There was a low growling, buzzing sound coming from far away. Suddenly something was trying to suck the life out of me. I slapped, twisted, turned and tried to escape. Claws pierced my skin. Hot breath filled my mouth. I bolted upright.
My cat jumped to the floor and smiled.
Charlotte McElroy is an 80-year-old retired teacher. She is finally following her dream: writing!
Unseen eyes watched, sending a chill down my spine. Loathing enveloped me. What had I done to deserve this hatred?
My last thought before Lucifer sunk his claws into my back was that it would be a cold day in Hell before I agreed to feed the neighbor’s cat again.
Anita Roberts Soupir is a wife, mother, photographer & freelance writer. Her work can be seen in: Crack the Spine Literary Magazine and Mused – the BellaOnline Literary Review Magazine, as well as Boston Literary Magazine, Literary Juice, 50 Haikus, 50 Word Stories, and SpeckLit.
Old Harold buys a fish tank on his birthday. Fills it with guppies and mollies, hardy breeds. Throws in the odd fish flake. Changes the water on Saturdays. It’s good to be needed.
The fish swim and swirl, dive and stare.
Tiddles is mesmerised. Now he has his own TV.
Geraldine McCarthy doesn’t own any pets. You can find her on Facebook.
Scars cover my body. Small and jagged; thick and bumpy. Scattered across my skin, a constellation of pain.
They bind me both to the past and to the person I have become.
My scars are a constant reminder of the day I embraced my fate, adopting my first five cats.
Isley is an avid reader and aspiring writer and just keeps swimming.
“Welcome to our adoption center,” Mr. Blake ushers people inside.
Time to please them. Maya barks softly. Kenny shakes his tail. Misty shows her pleading face. I know these tricks, but my limp hind leg is too obvious.
Maya is adopted. To me, it’s just another day in my kennel.
Allison Xu is a 7th-grade student and a book review blogger. Read more of her work at brightbookreaders.com.
My dog is deaf, and I whisper when I want to communicate with him. I find lowering the timbre of my voice accentuates the movement of my mouth. My dog is smart; he can lip read.
My cat, on the other hand, is blind. He is a work in progress.
In real life, Steven’s dog feigns deafness, and his cat is merely short-sighted, but both are willing to play along in aid of dramatic effect.
Dusty bounded into my life, like a golden bone lay hidden inside me. Our ritualistic greeting never failed to cheer my weary spirit.
Dusty is gone now but sometimes I picture God laughing, tossing that tennis ball over the Pearly Gates. Dusty pounces and returns with eyes full of adoration.
Eileen McIntyre is a writer from Northern California, who sometimes listens when voices speak.
I was told you can’t call dogs “pets” anymore. It connotes inferiority to the rest of the family. They should be “furry companions.”
I asked the owner of an adored Westie whether he considered Gus inferior. His response: “Haven’t saved for his college, and we don’t let him read books.”
Barbara Mende writes and does other paperwork in Cambridge, MA.
I named my dogs Verlaine and Rimbaud, both mutts who liked getting into other people’s garbage.
They weren’t well-mannered or well-kempt, but friendly in a panhandler sort of way, inseparable in their shakedowns. Yet those probing eyes… They were enough to turn even the most calloused soul into a poet.
Jim Doss lives with his wife and three children in Sykesville, Maryland, and earns his living as a software engineer. He has previously published two books of poems: Learning to Talk Again, and What Remains. In partnership with Werner Schmitt, he also published a book of German translations entitled The Last Gold of Expired Stars: The Complete Poems of Georg Trakl 1908 – 1914. In his spare time, he is an editor for the Loch Raven Review.

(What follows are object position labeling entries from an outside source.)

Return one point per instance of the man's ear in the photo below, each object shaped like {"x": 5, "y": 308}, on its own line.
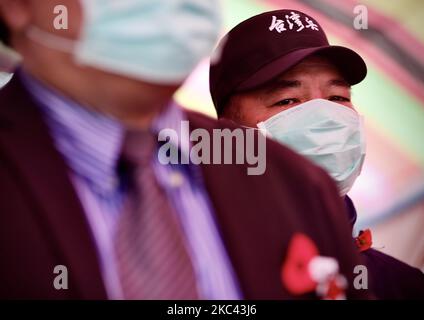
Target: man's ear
{"x": 16, "y": 15}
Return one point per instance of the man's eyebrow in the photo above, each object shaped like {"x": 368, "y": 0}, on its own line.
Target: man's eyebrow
{"x": 282, "y": 84}
{"x": 339, "y": 83}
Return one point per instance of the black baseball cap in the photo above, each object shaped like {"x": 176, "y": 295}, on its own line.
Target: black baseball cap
{"x": 263, "y": 47}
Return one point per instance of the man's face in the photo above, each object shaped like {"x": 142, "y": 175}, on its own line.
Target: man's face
{"x": 313, "y": 78}
{"x": 131, "y": 100}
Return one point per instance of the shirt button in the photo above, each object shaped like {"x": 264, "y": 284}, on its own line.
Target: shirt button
{"x": 176, "y": 179}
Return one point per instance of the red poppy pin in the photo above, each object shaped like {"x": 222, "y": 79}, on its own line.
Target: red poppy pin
{"x": 364, "y": 240}
{"x": 304, "y": 270}
{"x": 295, "y": 272}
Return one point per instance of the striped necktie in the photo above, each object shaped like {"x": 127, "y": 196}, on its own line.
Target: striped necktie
{"x": 152, "y": 257}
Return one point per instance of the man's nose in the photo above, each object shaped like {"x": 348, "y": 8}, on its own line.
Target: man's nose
{"x": 315, "y": 93}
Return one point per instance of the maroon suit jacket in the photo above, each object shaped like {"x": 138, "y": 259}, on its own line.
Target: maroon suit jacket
{"x": 42, "y": 223}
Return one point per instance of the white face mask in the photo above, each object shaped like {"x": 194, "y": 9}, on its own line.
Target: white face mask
{"x": 329, "y": 134}
{"x": 160, "y": 41}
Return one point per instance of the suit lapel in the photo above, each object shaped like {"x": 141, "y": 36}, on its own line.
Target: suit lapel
{"x": 42, "y": 173}
{"x": 251, "y": 227}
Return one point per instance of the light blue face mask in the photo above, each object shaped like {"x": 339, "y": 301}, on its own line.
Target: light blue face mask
{"x": 160, "y": 41}
{"x": 329, "y": 134}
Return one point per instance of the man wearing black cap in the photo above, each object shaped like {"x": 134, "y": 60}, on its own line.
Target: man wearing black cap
{"x": 295, "y": 86}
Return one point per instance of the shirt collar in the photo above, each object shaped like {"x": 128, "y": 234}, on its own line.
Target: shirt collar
{"x": 89, "y": 141}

The kitten sinks its teeth into my leg for the millionth time.
It ignores me.
“I was gonna give you a cool name, but from now on you’ll be called Princess Fluffylumps the Third!”
The male kitten blinks.
“Don’t push me. Or the glittery pink collar is next.”
E.O. is making a first attempt at a humorous fiction novelette called Id/entity, which, if it doesn’t suck, might actually see the light someday on Amazon Kindle. If not, EO will probably make some nice origami, or a LOT of paper footballs.